We are now in a poor Condition of Defence, our Lieutenant being unfit for Service, and likely to be so for a long Time, and we have but few Guns, our Blankets all lost, our Ammunition spent, and upwards of twenty of our Number supposed to be killed, and several wounded. We are at a small Garrison, about eleven Miles from Bethlehem, and here design to wait for further Orders. There were several more Houses burnt on this Side the Mountain that same Day, and some People killed and wounded.

[Note numbering follows the Franklin Papers source.]

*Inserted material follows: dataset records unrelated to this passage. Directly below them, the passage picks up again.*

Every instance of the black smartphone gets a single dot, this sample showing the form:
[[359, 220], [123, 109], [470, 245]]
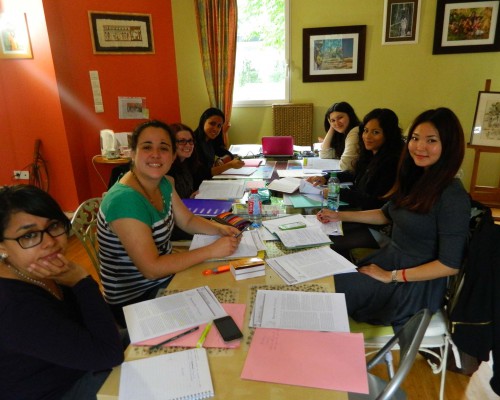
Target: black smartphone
[[228, 328]]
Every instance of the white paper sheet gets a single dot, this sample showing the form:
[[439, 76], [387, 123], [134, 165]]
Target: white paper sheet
[[152, 318], [304, 266], [309, 311]]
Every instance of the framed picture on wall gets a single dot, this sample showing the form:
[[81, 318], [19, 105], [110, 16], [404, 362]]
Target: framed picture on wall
[[120, 33], [486, 128], [466, 27], [334, 54], [14, 36], [401, 21]]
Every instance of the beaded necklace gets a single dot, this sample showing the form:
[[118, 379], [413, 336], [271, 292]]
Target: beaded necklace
[[35, 281], [150, 198]]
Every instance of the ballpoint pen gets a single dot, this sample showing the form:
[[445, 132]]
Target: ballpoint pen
[[159, 345], [203, 336], [217, 270]]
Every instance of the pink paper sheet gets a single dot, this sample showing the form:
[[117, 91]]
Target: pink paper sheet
[[237, 311], [327, 360]]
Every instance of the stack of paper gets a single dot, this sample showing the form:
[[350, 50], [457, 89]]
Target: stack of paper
[[174, 376], [248, 268], [285, 185], [304, 266]]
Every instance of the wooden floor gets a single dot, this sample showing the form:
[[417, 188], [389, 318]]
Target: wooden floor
[[421, 383]]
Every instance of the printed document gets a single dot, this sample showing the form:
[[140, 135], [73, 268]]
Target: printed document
[[152, 318], [233, 189], [247, 247], [304, 266], [307, 311]]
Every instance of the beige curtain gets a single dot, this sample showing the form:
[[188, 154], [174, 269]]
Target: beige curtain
[[217, 22]]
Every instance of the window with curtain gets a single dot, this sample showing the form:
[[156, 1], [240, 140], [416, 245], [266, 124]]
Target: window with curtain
[[262, 73]]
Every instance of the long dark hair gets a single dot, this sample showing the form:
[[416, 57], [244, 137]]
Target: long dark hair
[[200, 131], [338, 139], [393, 143], [134, 138], [193, 162], [416, 188], [31, 200]]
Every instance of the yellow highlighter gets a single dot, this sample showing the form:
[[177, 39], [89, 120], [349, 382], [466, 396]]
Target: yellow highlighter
[[203, 336]]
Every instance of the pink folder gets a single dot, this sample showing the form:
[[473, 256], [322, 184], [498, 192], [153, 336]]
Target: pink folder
[[326, 360], [237, 311]]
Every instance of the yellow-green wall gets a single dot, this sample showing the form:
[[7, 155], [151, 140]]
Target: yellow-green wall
[[406, 78]]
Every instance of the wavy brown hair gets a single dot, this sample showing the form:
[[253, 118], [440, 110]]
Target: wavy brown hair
[[416, 188]]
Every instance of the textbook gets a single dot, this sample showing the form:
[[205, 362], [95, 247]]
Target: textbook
[[174, 376]]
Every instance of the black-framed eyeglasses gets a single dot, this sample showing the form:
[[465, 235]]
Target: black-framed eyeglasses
[[34, 238], [183, 142]]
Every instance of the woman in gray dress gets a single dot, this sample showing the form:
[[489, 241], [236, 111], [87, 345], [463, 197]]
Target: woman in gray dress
[[430, 211]]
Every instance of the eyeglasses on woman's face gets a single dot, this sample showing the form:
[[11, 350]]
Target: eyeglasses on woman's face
[[34, 238], [183, 142]]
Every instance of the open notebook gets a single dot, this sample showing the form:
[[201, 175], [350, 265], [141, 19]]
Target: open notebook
[[277, 146]]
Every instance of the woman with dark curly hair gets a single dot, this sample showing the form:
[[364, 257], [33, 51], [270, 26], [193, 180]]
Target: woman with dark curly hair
[[430, 212]]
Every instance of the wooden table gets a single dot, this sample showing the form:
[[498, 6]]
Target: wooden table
[[226, 364]]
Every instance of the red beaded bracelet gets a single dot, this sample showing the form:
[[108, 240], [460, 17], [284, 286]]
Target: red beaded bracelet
[[403, 274]]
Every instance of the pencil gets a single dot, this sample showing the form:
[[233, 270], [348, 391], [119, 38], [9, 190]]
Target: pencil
[[158, 345]]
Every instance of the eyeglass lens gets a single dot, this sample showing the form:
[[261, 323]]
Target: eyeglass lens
[[34, 238]]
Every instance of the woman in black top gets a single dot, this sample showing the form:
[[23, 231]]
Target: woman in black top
[[186, 169], [380, 144], [214, 157]]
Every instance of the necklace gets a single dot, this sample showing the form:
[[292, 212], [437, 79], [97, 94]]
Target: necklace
[[150, 198], [35, 281]]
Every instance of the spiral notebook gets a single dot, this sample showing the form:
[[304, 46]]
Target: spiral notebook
[[173, 376]]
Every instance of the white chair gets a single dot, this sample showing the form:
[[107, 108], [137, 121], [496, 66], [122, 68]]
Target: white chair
[[84, 226], [436, 341], [408, 340]]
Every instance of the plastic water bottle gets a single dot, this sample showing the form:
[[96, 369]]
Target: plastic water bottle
[[333, 199], [255, 208]]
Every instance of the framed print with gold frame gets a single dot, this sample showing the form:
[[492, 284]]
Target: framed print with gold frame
[[14, 36]]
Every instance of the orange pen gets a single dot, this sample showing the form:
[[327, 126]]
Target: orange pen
[[217, 270]]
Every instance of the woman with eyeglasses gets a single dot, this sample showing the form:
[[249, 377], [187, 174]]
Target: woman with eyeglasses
[[214, 157], [341, 140], [186, 169], [58, 339]]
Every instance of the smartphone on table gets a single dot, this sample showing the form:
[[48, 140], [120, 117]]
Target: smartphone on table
[[228, 328]]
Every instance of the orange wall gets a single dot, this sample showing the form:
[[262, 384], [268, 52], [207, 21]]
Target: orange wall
[[30, 109], [71, 127]]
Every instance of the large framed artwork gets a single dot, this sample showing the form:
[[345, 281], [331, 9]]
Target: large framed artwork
[[401, 21], [486, 128], [14, 36], [120, 33], [334, 53], [466, 27]]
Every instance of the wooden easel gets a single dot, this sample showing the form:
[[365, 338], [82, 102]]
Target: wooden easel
[[487, 195]]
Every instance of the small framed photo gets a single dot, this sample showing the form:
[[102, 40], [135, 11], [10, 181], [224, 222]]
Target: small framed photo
[[486, 128], [401, 21], [334, 54], [132, 108], [120, 33], [466, 27], [14, 36]]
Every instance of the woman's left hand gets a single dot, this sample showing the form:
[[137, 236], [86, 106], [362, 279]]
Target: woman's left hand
[[59, 269], [376, 272]]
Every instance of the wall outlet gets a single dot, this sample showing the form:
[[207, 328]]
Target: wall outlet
[[25, 175]]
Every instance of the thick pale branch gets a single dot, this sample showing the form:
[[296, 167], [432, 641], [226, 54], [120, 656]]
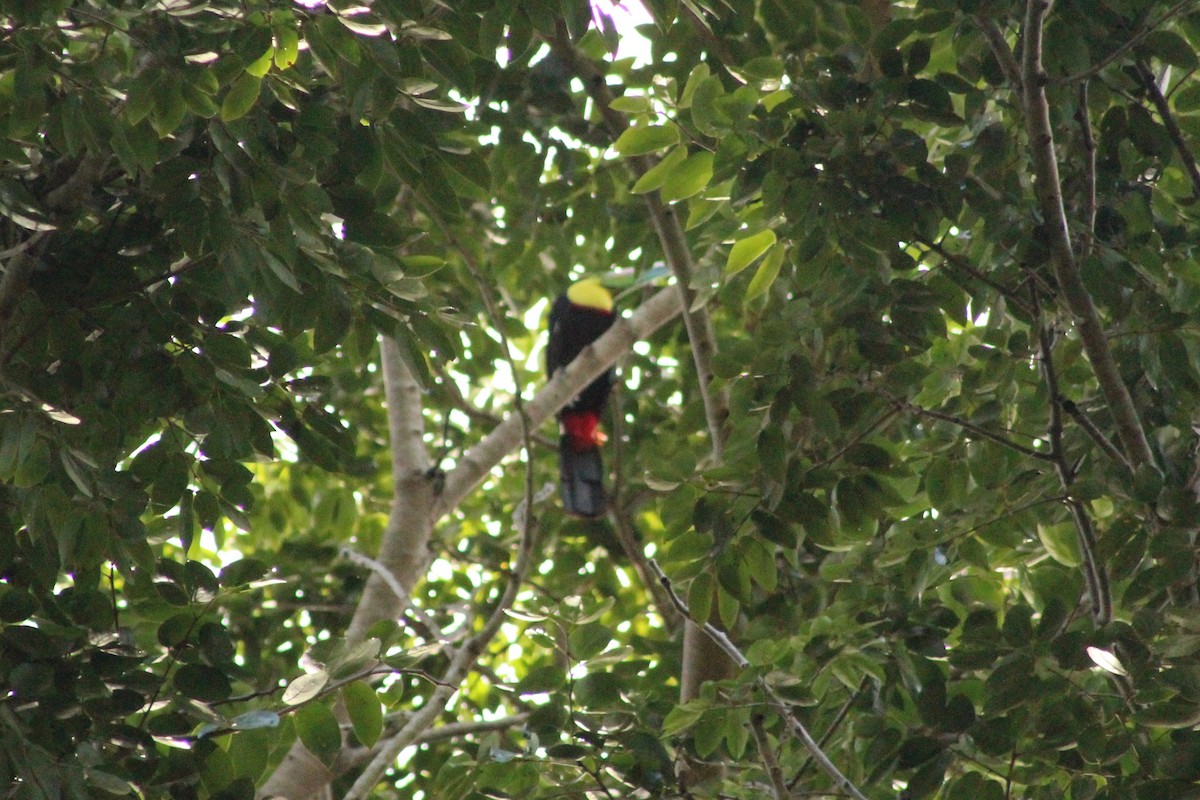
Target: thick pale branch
[[401, 553], [1095, 575], [460, 666], [1062, 257], [409, 523]]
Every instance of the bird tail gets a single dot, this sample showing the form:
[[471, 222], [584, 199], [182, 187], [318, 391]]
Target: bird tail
[[581, 479], [581, 467]]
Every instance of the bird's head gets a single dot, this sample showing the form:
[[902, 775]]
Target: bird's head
[[589, 294]]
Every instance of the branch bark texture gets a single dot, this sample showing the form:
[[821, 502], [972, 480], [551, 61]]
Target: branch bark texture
[[1062, 256]]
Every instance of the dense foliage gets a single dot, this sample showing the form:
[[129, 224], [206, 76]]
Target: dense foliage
[[952, 523]]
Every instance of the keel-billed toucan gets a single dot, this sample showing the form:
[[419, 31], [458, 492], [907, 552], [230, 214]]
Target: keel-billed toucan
[[577, 319]]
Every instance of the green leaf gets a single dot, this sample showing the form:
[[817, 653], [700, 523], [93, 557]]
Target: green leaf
[[690, 178], [539, 680], [241, 97], [1171, 48], [657, 175], [747, 250], [765, 276], [305, 687], [588, 641], [319, 733], [203, 683], [647, 139], [1061, 542], [365, 710]]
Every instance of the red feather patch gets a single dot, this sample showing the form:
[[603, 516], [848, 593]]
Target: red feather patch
[[583, 429]]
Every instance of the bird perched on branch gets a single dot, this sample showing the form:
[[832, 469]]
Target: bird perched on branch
[[577, 319]]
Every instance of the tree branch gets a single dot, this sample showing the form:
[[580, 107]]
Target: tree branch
[[1095, 575], [453, 677], [700, 661], [984, 433], [1131, 42], [1090, 205], [999, 46], [1062, 257], [1171, 125], [401, 552], [768, 758]]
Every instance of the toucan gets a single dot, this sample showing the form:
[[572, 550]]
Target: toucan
[[577, 318]]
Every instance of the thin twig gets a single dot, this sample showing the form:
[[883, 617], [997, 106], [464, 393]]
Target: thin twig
[[970, 427], [1000, 48], [795, 726], [1095, 433], [1062, 257], [1090, 205], [1171, 125], [768, 758], [1095, 575], [838, 719], [1131, 42]]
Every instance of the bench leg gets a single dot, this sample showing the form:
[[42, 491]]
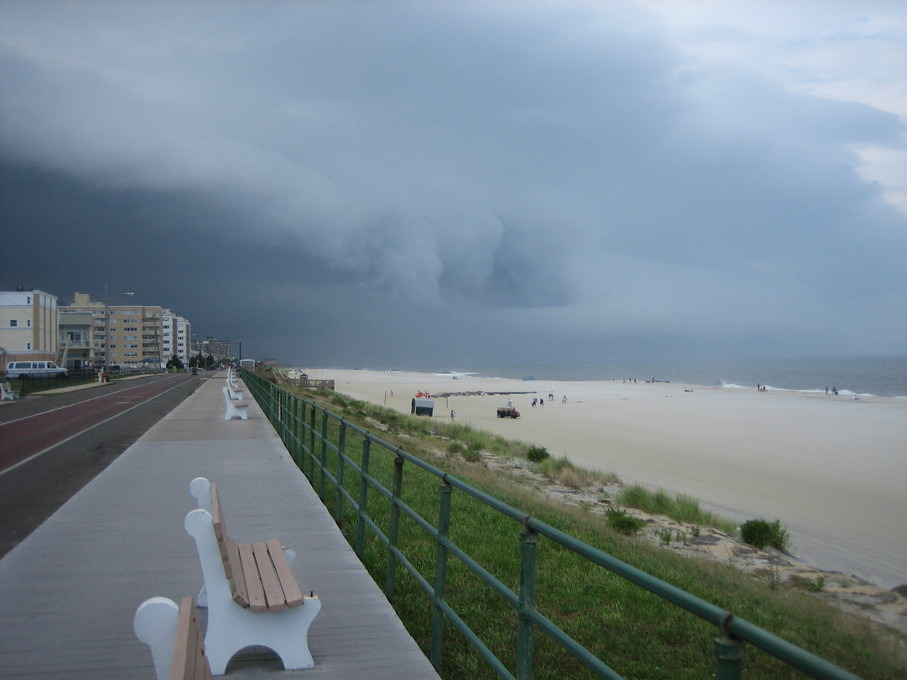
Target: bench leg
[[285, 632], [155, 625]]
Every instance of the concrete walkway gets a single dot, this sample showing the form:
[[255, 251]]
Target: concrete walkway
[[68, 593]]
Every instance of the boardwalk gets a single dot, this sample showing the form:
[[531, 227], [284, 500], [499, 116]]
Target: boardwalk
[[69, 592]]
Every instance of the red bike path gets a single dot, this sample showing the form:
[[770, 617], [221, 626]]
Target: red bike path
[[27, 437]]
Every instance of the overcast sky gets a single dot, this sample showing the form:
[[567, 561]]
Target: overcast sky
[[447, 184]]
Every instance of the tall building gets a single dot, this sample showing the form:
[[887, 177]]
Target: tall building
[[176, 336], [219, 349], [28, 326], [138, 334]]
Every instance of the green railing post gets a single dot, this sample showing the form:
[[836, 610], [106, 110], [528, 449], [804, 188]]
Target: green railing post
[[728, 658], [298, 411], [437, 623], [363, 498], [524, 643], [324, 455], [341, 451], [312, 444], [390, 577]]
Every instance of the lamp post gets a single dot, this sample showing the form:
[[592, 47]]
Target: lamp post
[[107, 298]]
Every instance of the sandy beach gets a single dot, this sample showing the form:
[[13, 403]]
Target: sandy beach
[[833, 469]]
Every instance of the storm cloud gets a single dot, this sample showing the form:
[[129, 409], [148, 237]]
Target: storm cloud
[[384, 184]]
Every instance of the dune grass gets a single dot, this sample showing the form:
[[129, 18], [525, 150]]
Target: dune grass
[[633, 631]]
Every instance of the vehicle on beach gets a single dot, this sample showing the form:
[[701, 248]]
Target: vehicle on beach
[[508, 412]]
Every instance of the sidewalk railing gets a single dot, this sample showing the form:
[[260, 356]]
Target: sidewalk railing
[[341, 460]]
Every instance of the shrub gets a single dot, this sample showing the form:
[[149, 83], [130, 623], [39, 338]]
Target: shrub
[[760, 533], [624, 523]]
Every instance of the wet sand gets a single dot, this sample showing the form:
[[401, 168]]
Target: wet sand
[[831, 468]]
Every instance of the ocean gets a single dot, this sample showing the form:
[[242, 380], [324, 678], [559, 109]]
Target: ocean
[[863, 376]]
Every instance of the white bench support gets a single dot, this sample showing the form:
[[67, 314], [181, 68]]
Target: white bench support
[[155, 625], [235, 408], [231, 627], [175, 638]]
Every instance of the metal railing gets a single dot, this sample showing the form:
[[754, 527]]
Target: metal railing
[[320, 441]]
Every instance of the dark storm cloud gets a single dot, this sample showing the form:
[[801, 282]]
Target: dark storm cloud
[[337, 179]]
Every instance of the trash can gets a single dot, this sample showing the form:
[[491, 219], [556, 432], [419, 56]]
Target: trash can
[[423, 407]]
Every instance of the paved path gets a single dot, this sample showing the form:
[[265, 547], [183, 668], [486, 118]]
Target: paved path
[[68, 593]]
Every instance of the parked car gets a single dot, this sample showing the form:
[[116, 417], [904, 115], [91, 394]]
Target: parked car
[[34, 369]]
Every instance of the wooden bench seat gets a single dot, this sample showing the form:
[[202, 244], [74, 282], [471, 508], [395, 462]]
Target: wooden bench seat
[[176, 641], [259, 573], [250, 590], [234, 408]]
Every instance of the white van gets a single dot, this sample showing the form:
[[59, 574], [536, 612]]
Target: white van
[[34, 369]]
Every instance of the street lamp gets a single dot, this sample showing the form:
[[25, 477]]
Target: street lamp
[[107, 299]]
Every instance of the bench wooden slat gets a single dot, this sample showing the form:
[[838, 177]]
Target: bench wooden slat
[[189, 660], [291, 592], [259, 573], [254, 591], [269, 582], [237, 582], [184, 638]]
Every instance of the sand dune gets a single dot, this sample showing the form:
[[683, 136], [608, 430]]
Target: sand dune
[[832, 469]]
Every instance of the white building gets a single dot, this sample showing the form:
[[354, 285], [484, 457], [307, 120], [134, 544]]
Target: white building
[[28, 326], [177, 336]]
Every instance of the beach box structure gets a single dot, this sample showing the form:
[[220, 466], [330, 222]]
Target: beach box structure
[[423, 407]]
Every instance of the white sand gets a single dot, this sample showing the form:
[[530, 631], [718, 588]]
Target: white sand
[[832, 469]]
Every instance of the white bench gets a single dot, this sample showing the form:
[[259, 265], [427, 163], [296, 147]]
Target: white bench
[[176, 641], [7, 393], [235, 408], [252, 595]]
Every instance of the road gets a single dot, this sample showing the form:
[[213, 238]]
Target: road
[[53, 445]]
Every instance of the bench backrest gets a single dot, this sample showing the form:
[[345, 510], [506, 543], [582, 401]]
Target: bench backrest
[[229, 552], [273, 586]]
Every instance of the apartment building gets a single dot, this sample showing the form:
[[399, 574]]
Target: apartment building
[[89, 332], [28, 326], [140, 336], [219, 349]]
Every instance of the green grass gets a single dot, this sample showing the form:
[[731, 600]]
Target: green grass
[[636, 633], [681, 507]]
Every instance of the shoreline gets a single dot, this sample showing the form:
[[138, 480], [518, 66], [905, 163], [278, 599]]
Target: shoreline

3The Pa. Gaz. heading for this letter was “Extract of a Letter from Captain William Hayes, dated at Allen’s-Town, January 3, and addressed to His Honour the Governor, and the Commissioners.” This letter, or a copy of it, probably was among the papers Morris sent to the Council in Philadelphia on the 5th. Pa. Col. Recs., VI, 771–2. For William Hays, see below, p. 344.

4James Hamilton, BF, and Joseph Fox had been in Bethlehem on this date. Presumably, then, Hays and his company had acted upon orders from them in moving to Gnadenhütten, and this letter is in essence a report to them.

5On Lieut. Samuel (?) Brown, see below, p. 350, where is also another account of this engagement.